Dave Menninger, analyst at Ventana Research, said that Adaptive Analytics 2020.1 indeed marks a significant step for AtScale.
"This is a major upgrade to the AtScale architecture which introduces the autonomous data engineering capabilities," he said. "[CTO] Matt Baird and team have completely re-engineered the product to incorporate data virtualization and machine learning to make it easier and faster to combine and analyze data at scale. In some ways you could say they've lived up to their name now."
David MarianiCo-founder and vice president of technology, AtScale
AtScale has also completely re-engineered its platform, abandoning its roots in Hadoop, to serve both customers who store their data in the cloud and those who keep their data on premises.
"It's not really about where the AtScale technology runs," Menninger said. "Rather, they make it easy to work with cloud-based data sources as well as on premises data sources. This is a big change from their Hadoop-based, on-premises roots."
AtScale's Adaptive Analytics 2020.1 includes three main features: Multi-Source Intelligent Data Model, Self-Optimizing Query Acceleration Structures and Virtual Cube Catalog.
Multi-Source Intelligent Data Model is a tool that enables users to create logical data models through an intuitive process. It simplifies data modeling by rapidly assembling the data needed for queries, and then maintains its acceleration structures even as workloads increase.
Self-Optimizing Query Acceleration Structures, meanwhile, allow users to add information to their queries without having to re-aggregate the data over and over.
And Virtual Cube Catalog is a means of speeding up discoverability with lineage and metadata search capabilities that integrate natively into existing data catalogs. This enables business users and data scientists to locate needed information for whatever their needs may be, according to AtScale.
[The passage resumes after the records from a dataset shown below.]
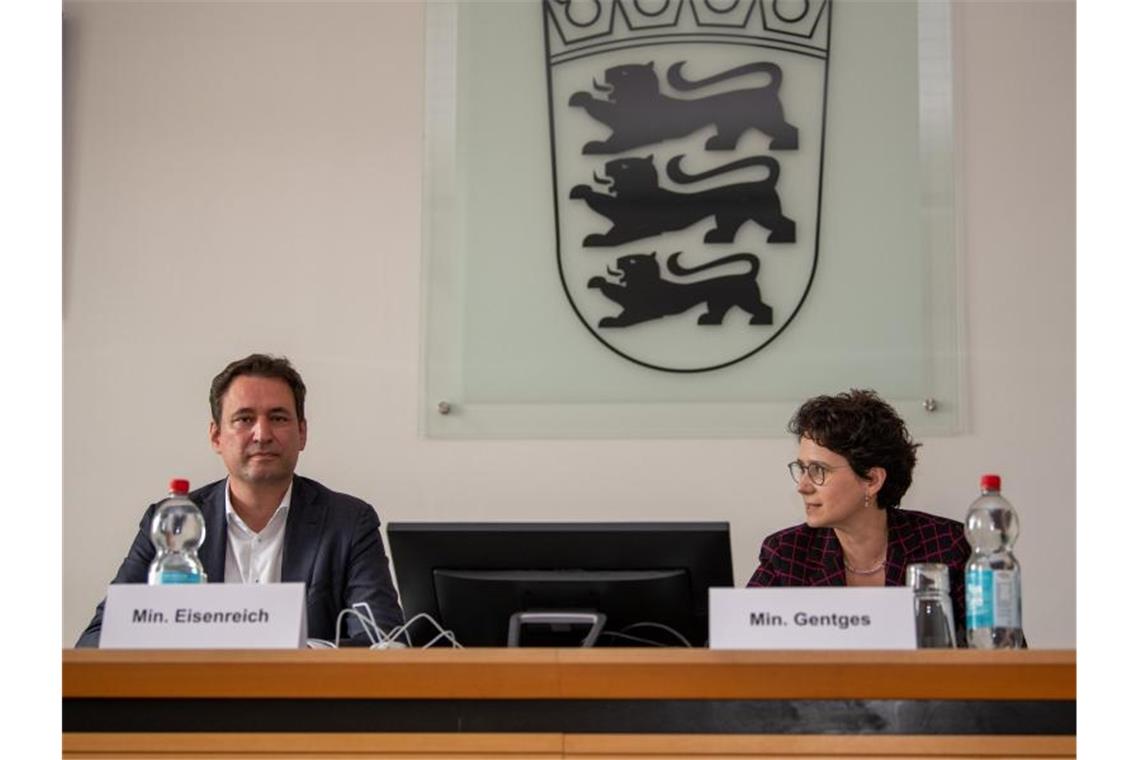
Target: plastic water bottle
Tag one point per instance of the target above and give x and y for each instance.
(177, 530)
(993, 577)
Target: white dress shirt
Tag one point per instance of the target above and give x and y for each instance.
(254, 557)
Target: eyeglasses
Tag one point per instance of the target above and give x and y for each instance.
(816, 471)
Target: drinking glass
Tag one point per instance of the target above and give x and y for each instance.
(934, 613)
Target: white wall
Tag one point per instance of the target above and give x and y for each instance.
(246, 177)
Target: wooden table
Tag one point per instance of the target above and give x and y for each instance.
(629, 703)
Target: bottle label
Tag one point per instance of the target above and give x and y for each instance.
(979, 598)
(179, 577)
(1007, 598)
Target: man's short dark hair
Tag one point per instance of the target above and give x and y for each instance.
(865, 431)
(258, 365)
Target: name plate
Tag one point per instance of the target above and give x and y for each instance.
(832, 618)
(204, 617)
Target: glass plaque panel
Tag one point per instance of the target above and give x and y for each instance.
(682, 218)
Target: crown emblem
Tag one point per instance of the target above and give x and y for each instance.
(585, 27)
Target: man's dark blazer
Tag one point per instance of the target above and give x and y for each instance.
(332, 545)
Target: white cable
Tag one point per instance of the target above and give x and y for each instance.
(376, 636)
(367, 624)
(633, 638)
(662, 627)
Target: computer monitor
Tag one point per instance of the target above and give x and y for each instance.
(649, 580)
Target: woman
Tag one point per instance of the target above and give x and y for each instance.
(854, 466)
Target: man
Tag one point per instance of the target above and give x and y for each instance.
(265, 524)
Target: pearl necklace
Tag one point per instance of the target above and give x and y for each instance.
(866, 572)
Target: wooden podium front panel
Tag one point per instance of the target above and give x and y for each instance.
(633, 703)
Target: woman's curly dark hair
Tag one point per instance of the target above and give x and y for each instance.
(864, 430)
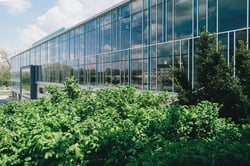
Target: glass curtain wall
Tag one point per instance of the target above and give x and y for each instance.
(137, 43)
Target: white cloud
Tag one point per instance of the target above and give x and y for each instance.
(65, 14)
(31, 34)
(16, 6)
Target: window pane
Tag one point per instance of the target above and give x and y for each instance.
(232, 14)
(183, 19)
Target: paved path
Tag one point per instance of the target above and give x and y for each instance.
(4, 99)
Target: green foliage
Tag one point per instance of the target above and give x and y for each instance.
(214, 80)
(117, 127)
(242, 67)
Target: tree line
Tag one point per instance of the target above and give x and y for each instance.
(216, 80)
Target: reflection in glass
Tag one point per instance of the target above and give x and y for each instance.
(137, 30)
(202, 15)
(232, 14)
(183, 19)
(212, 16)
(25, 82)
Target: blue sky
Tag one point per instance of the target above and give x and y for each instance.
(26, 21)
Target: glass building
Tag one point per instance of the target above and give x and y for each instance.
(133, 43)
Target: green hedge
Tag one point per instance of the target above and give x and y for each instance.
(118, 127)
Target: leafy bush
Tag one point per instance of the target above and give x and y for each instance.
(117, 127)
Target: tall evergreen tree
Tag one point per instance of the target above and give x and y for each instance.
(214, 80)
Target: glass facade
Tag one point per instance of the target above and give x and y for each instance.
(136, 43)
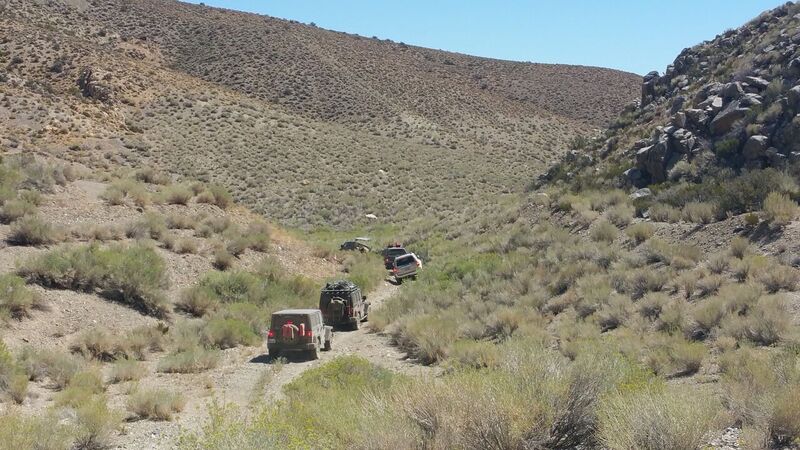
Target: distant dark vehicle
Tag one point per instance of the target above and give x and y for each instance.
(405, 266)
(343, 305)
(391, 252)
(356, 244)
(298, 330)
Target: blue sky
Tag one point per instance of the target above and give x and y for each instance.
(633, 35)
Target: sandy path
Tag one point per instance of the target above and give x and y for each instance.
(239, 380)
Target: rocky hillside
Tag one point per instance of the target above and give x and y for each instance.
(724, 108)
(311, 128)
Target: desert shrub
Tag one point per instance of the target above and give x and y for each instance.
(39, 432)
(718, 263)
(223, 260)
(184, 246)
(604, 231)
(784, 418)
(237, 245)
(95, 423)
(176, 194)
(664, 213)
(16, 209)
(365, 270)
(779, 209)
(191, 360)
(428, 338)
(674, 357)
(82, 386)
(16, 299)
(13, 379)
(152, 176)
(709, 285)
(127, 370)
(217, 195)
(687, 282)
(699, 212)
(198, 301)
(156, 404)
(56, 366)
(655, 419)
(177, 221)
(150, 226)
(776, 277)
(218, 224)
(641, 281)
(31, 230)
(739, 247)
(674, 316)
(640, 231)
(258, 236)
(133, 275)
(750, 266)
(766, 324)
(620, 215)
(97, 343)
(228, 333)
(474, 354)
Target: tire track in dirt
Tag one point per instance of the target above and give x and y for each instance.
(238, 382)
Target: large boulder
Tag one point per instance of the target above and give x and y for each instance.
(794, 97)
(724, 121)
(757, 83)
(755, 147)
(92, 86)
(649, 83)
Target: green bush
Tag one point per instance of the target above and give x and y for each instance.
(176, 194)
(16, 299)
(779, 209)
(39, 432)
(654, 419)
(134, 275)
(217, 195)
(228, 333)
(56, 366)
(127, 370)
(31, 230)
(16, 209)
(13, 379)
(604, 231)
(191, 360)
(150, 226)
(640, 231)
(700, 212)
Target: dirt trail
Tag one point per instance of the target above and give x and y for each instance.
(239, 380)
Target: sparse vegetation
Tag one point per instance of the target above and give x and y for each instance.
(132, 274)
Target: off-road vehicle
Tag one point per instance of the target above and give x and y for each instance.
(343, 305)
(298, 330)
(405, 266)
(359, 243)
(391, 252)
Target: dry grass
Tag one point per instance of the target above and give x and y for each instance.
(156, 404)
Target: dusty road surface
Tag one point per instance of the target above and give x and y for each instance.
(248, 375)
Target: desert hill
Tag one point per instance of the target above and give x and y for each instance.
(308, 126)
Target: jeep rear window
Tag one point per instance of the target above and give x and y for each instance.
(408, 260)
(280, 321)
(395, 252)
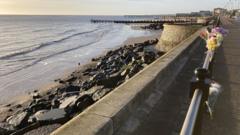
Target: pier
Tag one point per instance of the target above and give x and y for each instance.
(156, 101)
(161, 20)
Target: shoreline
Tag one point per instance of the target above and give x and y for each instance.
(21, 99)
(15, 105)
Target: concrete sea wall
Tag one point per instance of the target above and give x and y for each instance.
(173, 34)
(112, 113)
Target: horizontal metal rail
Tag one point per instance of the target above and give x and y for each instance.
(188, 126)
(193, 112)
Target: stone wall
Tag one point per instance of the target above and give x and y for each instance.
(111, 114)
(172, 35)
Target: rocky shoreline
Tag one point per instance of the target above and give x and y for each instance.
(80, 89)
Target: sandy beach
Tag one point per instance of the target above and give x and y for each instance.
(15, 105)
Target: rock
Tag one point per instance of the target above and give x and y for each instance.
(6, 129)
(55, 103)
(111, 81)
(8, 105)
(10, 110)
(83, 102)
(100, 93)
(68, 102)
(92, 90)
(18, 120)
(148, 57)
(86, 85)
(54, 115)
(3, 131)
(98, 77)
(125, 72)
(36, 95)
(18, 106)
(72, 88)
(39, 104)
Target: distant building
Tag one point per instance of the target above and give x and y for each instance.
(219, 11)
(182, 14)
(205, 13)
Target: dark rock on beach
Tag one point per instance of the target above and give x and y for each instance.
(82, 88)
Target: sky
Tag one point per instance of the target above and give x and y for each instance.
(106, 7)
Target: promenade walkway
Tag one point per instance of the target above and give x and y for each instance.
(168, 115)
(227, 72)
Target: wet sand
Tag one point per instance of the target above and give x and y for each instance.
(16, 104)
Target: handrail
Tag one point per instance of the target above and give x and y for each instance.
(193, 117)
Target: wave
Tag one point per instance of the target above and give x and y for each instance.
(44, 45)
(52, 55)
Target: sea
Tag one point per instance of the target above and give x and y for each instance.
(36, 50)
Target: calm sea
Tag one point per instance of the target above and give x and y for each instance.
(35, 50)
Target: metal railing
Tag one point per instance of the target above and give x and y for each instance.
(199, 92)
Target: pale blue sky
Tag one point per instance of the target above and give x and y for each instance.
(105, 7)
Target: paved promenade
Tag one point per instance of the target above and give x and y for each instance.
(227, 72)
(168, 115)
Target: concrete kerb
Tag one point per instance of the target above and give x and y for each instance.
(109, 114)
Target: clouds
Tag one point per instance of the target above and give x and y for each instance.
(111, 7)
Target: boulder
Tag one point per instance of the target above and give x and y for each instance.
(83, 102)
(100, 93)
(54, 115)
(6, 129)
(72, 88)
(68, 102)
(19, 119)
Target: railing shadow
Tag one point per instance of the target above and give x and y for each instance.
(223, 122)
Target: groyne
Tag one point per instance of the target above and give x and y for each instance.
(110, 114)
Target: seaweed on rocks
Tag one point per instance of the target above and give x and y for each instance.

"The self-optimizing query acceleration provides a key part of the autonomous capabilities," Menninger said. "Performance tuning big data queries can be difficult and time-consuming. However, it's the combination of the three capabilities which really makes AtScale stand out."
Other vendors are attempting to offer similar capabilities, but AtScale's Adaptive Analytics 2020.1 packages them in a unique way, he added.
"There are competitors offering data virtualization and competitors offering cube-based data models, but AtScale is unique in the way they combine these capabilities with the automated query acceleration," Menninger said.
Beyond offering a platform that enables data virtualization at scale, speed and efficiency are other key tenets of AtScale's update, Mariani said. "Data virtualization can now be used to improve complexity and cost," Mariani said.